Kasım 10, 2006

Atatürk'e Dair

"[...] Tahsin Coşkan o zamanın genç bir ziraat mühendisi. "Gel Tahsin seni bir yere götüreceğim, fikrini almak istiyorum" diyor Atatürk. Giderler ve Atatürk'ün gösterdiği yere bakar Tahsin Bey. Burası sivrisinek salgını, hayvan leşlerinin olduğu berbat bir bataklık arazisidir. Tahsin Coşkan, "Ya paşam, hayrola?” der. Atatürk, "Buraya bütün masrafı cebimden olmak üzere bir orman çiftliği yapmak istiyorum" diye cevap verir. "Paşam buranın ıslahı ya sizin paranızı tüketir ya da zamanınızı, neden bu kadar mümbit topraklar varken gelip de burayı tercih ettiniz?" der Coşkan. Atatürk’ün cevabı Atatürkçe'dir. Der ki "Ben en zor olanı yapayım da siz arkamdan kolayları nasıl olsa yaparsınız."

Yok Atatürk birşeyler anlatmaya çalışmıyor, bence bu beylik laftan başka birşey değil diyorsanız buyrun:

"Yıl 1930. Atatürk Yalova köşküne doğru çıkmakta. Bir de bakar ki bir bahçıvan köşkün yanındaki çınar ağacını kesmek üzere. "Yahu," der "sen hayatında hiç böyle bir ağaç yetiştirdin mi ki kesmeye muktedir görüyorsun kendini ve niye?”. Bahçıvan der ki; "Paşam çınar ağacının kökleri köşkün temelini kaldırdı, yaprakları da köşkün pencerelerine müdahale ediyor. Ya köşkü kaybedeceğiz, ya ağacı keseceğiz. Onun için de kusura bakmayın ama biz ağacı kesiyoruz". Atatürk bir an düşünür; "Hayır, gerekirse köşkü ağaçtan uzaklaştırırız" der. Derler ki bu gün Mustafa Kemal bir hoş. Ne demek köşkü tutup da ağaçtan uzaklaştırmak?
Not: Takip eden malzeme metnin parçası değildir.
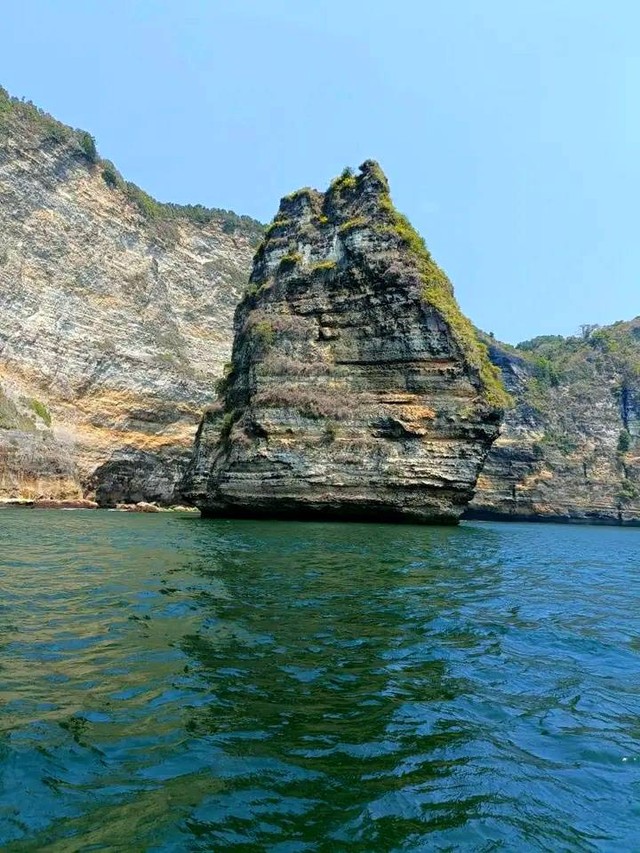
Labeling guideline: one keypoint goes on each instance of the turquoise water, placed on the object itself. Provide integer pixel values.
(172, 684)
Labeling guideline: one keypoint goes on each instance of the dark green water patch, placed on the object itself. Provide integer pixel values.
(172, 684)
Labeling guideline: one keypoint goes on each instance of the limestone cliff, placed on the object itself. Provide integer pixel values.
(115, 314)
(570, 447)
(357, 388)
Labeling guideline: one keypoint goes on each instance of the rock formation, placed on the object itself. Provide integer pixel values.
(357, 388)
(570, 446)
(115, 315)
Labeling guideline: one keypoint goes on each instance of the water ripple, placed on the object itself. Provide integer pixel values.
(170, 684)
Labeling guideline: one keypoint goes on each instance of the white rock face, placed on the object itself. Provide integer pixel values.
(117, 323)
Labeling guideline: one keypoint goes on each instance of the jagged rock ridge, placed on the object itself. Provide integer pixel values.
(357, 388)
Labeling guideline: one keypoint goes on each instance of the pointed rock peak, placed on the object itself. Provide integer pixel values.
(358, 388)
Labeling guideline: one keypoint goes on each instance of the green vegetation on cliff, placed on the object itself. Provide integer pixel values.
(438, 290)
(34, 125)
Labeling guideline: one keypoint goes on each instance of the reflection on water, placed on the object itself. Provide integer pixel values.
(173, 684)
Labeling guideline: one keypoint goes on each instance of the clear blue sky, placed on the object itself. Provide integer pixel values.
(509, 129)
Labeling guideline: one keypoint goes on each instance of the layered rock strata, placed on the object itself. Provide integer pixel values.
(116, 314)
(357, 388)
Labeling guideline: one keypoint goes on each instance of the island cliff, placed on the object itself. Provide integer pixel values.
(569, 449)
(356, 389)
(116, 313)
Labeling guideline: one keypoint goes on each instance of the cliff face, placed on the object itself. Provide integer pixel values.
(570, 447)
(115, 314)
(357, 388)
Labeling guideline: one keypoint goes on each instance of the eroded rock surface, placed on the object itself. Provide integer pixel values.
(357, 387)
(116, 316)
(570, 446)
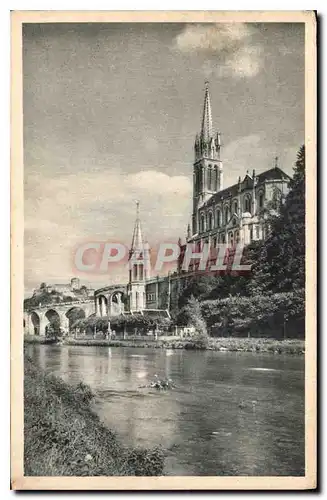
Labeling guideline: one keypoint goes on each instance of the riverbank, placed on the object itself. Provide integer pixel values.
(64, 437)
(231, 344)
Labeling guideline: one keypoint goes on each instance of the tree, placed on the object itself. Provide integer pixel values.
(281, 260)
"Ama inanır mısınız mühendis değil, mimar değil, ziraatçı değil; ama ne yapar biliyor musunuz, Atatürk İstanbul’daki köprü altındaki tramvay raylarını Yalova’ya taşıtır. Köşkü hiç yıkmadan olduğu gibi tutarak kendisi de kazma kürek temelini kazar ve köşkün altına tramvay raylarını döşeyerek köşkü ağaçtan 4 metre 80 santim kenara çekerek hala Cumhuriyetimiz gibi ayakta durmakta olan çınar ağacının kurtuluşunu temin eder."
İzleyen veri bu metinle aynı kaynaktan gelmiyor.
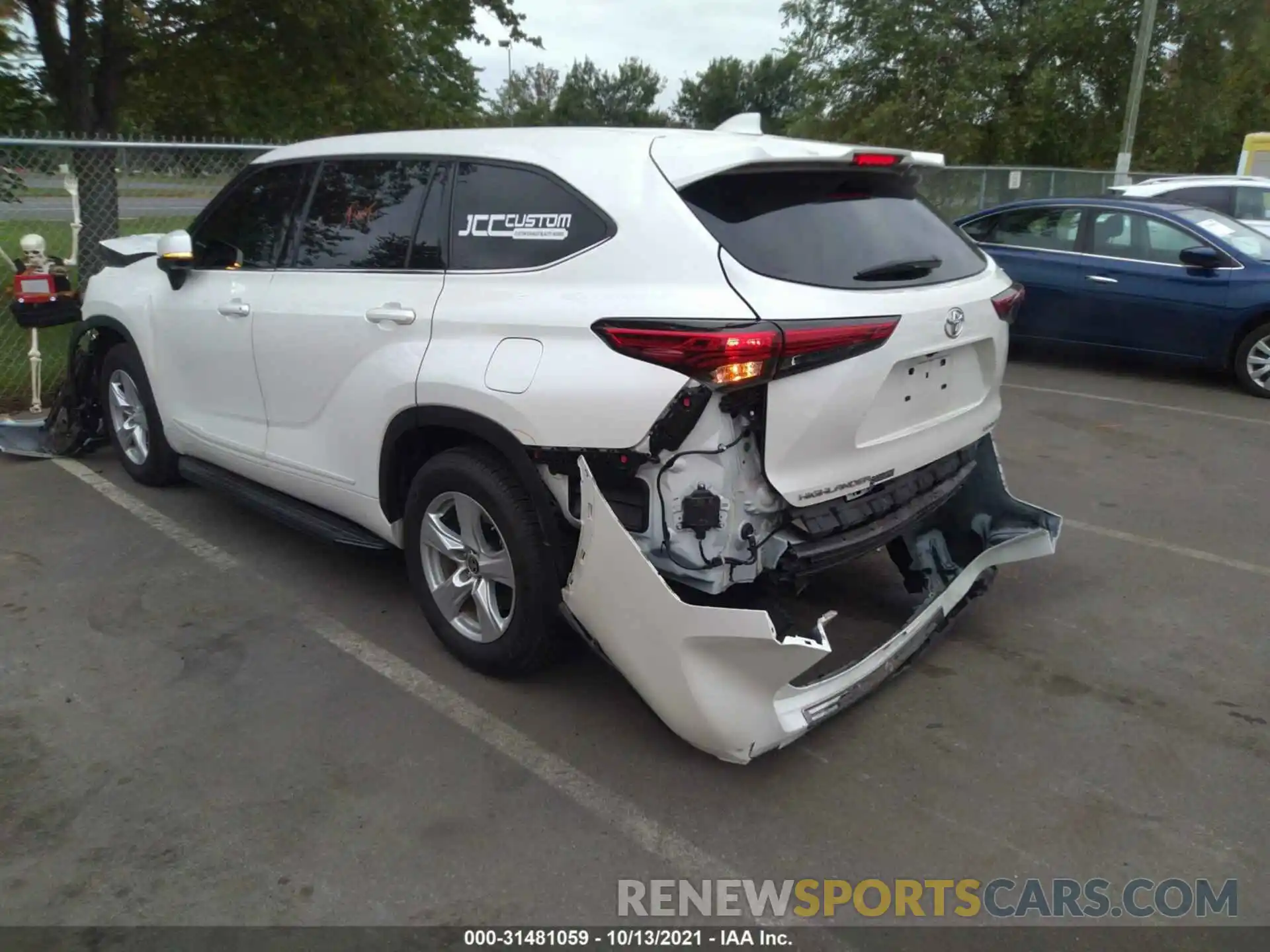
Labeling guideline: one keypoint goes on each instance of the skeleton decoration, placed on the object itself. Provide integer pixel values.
(34, 259)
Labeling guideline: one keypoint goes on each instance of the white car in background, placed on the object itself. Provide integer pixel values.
(1242, 197)
(568, 368)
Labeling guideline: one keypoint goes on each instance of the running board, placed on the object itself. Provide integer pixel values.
(280, 507)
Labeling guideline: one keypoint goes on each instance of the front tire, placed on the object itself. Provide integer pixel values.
(474, 551)
(132, 419)
(1253, 362)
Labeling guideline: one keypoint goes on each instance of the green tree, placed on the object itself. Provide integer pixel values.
(1034, 81)
(273, 70)
(593, 97)
(1213, 85)
(527, 97)
(728, 87)
(292, 69)
(982, 80)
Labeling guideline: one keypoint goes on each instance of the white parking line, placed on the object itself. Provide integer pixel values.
(592, 796)
(1140, 403)
(1169, 547)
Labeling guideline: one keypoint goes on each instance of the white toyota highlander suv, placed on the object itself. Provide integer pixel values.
(589, 376)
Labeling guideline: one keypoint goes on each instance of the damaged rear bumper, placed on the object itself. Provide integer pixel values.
(31, 438)
(722, 678)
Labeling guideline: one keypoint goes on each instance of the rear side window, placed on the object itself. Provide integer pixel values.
(1216, 197)
(832, 229)
(509, 218)
(251, 223)
(1043, 229)
(1253, 204)
(364, 214)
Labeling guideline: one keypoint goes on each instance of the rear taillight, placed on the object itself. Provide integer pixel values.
(1009, 302)
(751, 353)
(876, 159)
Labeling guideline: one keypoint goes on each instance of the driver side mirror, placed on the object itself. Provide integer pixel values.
(175, 257)
(1203, 257)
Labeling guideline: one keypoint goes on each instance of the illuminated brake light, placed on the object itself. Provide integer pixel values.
(876, 159)
(1009, 302)
(759, 352)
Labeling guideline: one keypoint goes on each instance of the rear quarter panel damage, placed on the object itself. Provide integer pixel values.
(720, 677)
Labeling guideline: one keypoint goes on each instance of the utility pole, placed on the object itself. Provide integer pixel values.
(1124, 160)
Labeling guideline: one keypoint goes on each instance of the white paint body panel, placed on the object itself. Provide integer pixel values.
(851, 419)
(513, 364)
(331, 377)
(1164, 190)
(299, 394)
(204, 371)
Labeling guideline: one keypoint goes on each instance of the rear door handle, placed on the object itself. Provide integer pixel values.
(390, 313)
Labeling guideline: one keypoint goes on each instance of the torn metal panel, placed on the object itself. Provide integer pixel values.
(722, 677)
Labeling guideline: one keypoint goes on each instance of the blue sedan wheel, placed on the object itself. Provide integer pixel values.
(1253, 362)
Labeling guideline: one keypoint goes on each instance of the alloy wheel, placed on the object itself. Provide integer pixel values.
(128, 418)
(1259, 364)
(468, 568)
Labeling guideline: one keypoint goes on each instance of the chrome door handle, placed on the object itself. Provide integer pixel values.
(393, 313)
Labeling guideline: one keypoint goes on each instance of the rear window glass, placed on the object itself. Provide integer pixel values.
(832, 229)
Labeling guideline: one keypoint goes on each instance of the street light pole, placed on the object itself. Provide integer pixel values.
(508, 45)
(1124, 160)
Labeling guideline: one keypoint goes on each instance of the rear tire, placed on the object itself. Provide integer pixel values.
(476, 555)
(132, 419)
(1253, 362)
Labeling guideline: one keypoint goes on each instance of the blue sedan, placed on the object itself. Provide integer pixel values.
(1137, 276)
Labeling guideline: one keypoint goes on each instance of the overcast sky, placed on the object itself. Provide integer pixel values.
(676, 37)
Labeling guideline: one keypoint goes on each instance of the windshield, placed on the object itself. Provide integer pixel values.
(832, 229)
(1236, 234)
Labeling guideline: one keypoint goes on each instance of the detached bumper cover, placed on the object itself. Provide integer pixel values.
(720, 678)
(27, 438)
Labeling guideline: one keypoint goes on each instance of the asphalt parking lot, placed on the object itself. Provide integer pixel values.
(206, 719)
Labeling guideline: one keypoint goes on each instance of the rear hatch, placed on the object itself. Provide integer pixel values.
(822, 244)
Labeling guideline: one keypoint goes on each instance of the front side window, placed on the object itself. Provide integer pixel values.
(982, 229)
(1043, 229)
(1111, 235)
(1234, 233)
(1140, 238)
(362, 215)
(1253, 204)
(509, 218)
(249, 226)
(1165, 241)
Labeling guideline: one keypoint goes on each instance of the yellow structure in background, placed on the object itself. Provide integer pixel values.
(1255, 158)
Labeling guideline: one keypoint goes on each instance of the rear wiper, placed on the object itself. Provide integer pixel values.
(901, 270)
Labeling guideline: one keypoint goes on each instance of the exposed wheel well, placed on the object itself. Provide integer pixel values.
(417, 434)
(1254, 321)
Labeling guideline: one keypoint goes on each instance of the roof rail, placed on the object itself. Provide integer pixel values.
(745, 124)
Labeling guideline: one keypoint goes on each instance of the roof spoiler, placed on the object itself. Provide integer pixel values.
(752, 125)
Atatürk Orman Çiftliği'nin kuruluşuna dönelim:

"Tahsin Coşkan “Paşam burada hiçbir şey yetişmez, pek uğraşmayın” der, ama dinleyen kim? Der ki “Tahsin buraya ziraatçileri getir ve incele, bana resmi bir yazı getir burasıyla ilgili”.

"Biraz sonra Tahsin Coşkan çok mutlu, kendi dediği çıktı, üzerinde "Burada hiçbirşey yetişmez" yazılı, altında da ziraatçilerin imzasının olduğu bir belgeyi Mustafa Kemal’in önüne koyar. Atatürk biraz mütebbessim okur bu yazıyı. Kalemi alır, bu kağıdın yanına aynen şunları yazar “Burası vatan toprağıdır, kaderine terk edemeyiz”.
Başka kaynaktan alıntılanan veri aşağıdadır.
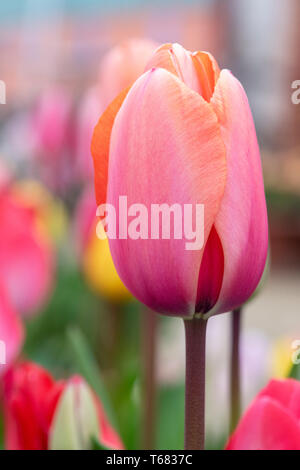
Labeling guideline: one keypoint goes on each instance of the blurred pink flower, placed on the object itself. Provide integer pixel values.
(53, 137)
(26, 256)
(31, 400)
(11, 332)
(272, 421)
(84, 221)
(119, 68)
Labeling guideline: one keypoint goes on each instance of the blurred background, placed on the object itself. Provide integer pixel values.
(51, 55)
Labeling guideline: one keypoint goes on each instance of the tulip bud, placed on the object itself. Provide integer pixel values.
(184, 135)
(75, 421)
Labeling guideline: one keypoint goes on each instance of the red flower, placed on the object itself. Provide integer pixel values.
(31, 399)
(272, 422)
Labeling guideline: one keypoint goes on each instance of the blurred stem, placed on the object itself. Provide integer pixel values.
(149, 337)
(195, 338)
(116, 318)
(235, 392)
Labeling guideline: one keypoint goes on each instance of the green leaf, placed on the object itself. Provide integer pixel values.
(96, 445)
(88, 368)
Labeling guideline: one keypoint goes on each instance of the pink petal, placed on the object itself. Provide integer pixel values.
(159, 154)
(286, 392)
(266, 426)
(11, 331)
(242, 220)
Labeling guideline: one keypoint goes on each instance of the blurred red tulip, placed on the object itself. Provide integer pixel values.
(26, 257)
(11, 332)
(119, 68)
(31, 400)
(272, 421)
(184, 134)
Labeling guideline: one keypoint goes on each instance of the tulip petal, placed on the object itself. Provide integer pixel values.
(177, 60)
(211, 273)
(242, 220)
(159, 155)
(266, 426)
(286, 392)
(208, 72)
(100, 146)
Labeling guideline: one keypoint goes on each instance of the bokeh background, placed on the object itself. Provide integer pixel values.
(50, 57)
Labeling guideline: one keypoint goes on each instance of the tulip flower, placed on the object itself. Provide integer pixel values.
(36, 408)
(272, 421)
(26, 257)
(52, 137)
(119, 68)
(11, 332)
(183, 134)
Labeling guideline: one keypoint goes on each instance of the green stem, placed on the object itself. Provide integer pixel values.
(149, 336)
(195, 338)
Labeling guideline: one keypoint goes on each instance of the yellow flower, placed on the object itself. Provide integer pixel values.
(281, 362)
(100, 271)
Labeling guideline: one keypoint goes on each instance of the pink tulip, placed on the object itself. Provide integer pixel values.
(85, 221)
(26, 257)
(184, 134)
(32, 399)
(119, 68)
(11, 332)
(272, 422)
(52, 135)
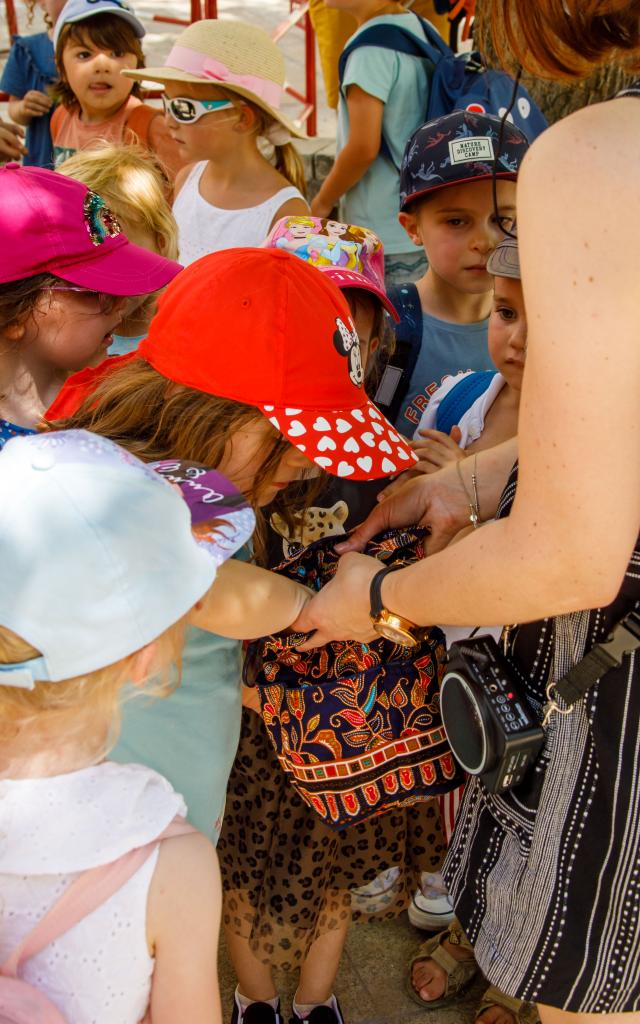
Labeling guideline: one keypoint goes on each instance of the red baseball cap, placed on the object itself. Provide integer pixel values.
(261, 327)
(53, 224)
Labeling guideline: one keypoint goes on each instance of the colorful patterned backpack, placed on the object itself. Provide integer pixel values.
(356, 727)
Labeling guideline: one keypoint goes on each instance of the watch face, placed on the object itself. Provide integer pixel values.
(395, 634)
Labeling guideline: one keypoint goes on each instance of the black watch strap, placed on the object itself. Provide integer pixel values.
(375, 594)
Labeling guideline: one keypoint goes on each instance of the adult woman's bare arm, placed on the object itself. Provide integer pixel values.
(576, 517)
(438, 501)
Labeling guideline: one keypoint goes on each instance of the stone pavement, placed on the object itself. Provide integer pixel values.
(370, 985)
(371, 979)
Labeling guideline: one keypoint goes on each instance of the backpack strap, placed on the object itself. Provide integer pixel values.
(139, 122)
(84, 895)
(461, 397)
(397, 374)
(56, 119)
(401, 40)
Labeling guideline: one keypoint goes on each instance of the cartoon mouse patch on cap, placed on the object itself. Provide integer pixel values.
(346, 342)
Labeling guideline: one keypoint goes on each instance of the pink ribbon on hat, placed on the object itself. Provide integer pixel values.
(195, 62)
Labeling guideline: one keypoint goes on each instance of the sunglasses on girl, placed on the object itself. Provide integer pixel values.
(186, 111)
(104, 302)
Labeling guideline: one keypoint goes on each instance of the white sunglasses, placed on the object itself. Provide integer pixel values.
(186, 111)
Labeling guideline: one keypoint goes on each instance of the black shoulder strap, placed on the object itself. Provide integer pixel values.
(402, 40)
(397, 374)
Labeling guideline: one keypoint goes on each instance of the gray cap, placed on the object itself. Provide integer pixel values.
(79, 10)
(504, 261)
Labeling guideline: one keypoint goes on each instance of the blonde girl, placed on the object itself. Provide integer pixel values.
(247, 368)
(224, 88)
(81, 616)
(131, 181)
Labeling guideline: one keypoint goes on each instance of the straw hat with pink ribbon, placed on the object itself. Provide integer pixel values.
(238, 56)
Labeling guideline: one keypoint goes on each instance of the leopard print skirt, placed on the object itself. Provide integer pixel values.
(288, 878)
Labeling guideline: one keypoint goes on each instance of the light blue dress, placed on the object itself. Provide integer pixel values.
(190, 737)
(401, 83)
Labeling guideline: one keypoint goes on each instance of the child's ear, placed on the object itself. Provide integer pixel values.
(142, 664)
(13, 332)
(410, 223)
(246, 118)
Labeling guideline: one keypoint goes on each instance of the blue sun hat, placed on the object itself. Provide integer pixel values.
(459, 147)
(79, 10)
(101, 553)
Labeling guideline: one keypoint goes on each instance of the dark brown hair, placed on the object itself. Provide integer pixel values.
(109, 32)
(565, 39)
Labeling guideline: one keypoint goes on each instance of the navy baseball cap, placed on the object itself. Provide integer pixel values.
(458, 147)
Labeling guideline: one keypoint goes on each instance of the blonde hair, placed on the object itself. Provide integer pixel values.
(85, 708)
(131, 181)
(287, 160)
(155, 418)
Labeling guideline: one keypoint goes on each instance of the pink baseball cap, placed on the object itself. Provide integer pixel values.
(351, 256)
(53, 224)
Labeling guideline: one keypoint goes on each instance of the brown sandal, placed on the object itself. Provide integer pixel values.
(459, 974)
(524, 1013)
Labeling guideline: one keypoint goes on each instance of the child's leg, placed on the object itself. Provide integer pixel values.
(255, 979)
(317, 973)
"Etmez de. Aynı Sakarya savunması gibi akasya savunmasını ele alır, çam ve köknar dikimini 30 Ağustos itibari ile tamamlar ve hiç unutmayacağımız bir gün, lütfen hiç unutmayın, tarihte atladık bu günü, 25 Mayıs 1933. Ne yapar biliyor musunuz? Hani 5 Haziranlarda kutladığımız bir gün var, çevre günü değil mi? Çevre günü ne zaman kutlanmaya başladı? 1980'den sonra. Peki 25 Mayıs 1933, Atatürk ne yaptı? İlk Çevre günü kutlamasını yaptı. Hem de bugün okullara soruyorum ne yaptınız diye, "ya ağaç diktik ya çöp topladık" diyorsunuz, öyle falan değil. Bütün Ankara halkını bedava trenlerle buraya getirtiyor, ağaçlar boy vermişler, altında dinlenmektedirler, havuz yapılmıştır, çocuklar yüzmektedirler. Hatta bütün masrafı cebinden ödemiştir ama karı da almamıştır, buraya bir fabrika yaptırmıştır, süt ürünleri üretilmektedir, herkes yemektedir. Herkes çok mutlu ama en mutlusu Mustafa Kemal Atatürk.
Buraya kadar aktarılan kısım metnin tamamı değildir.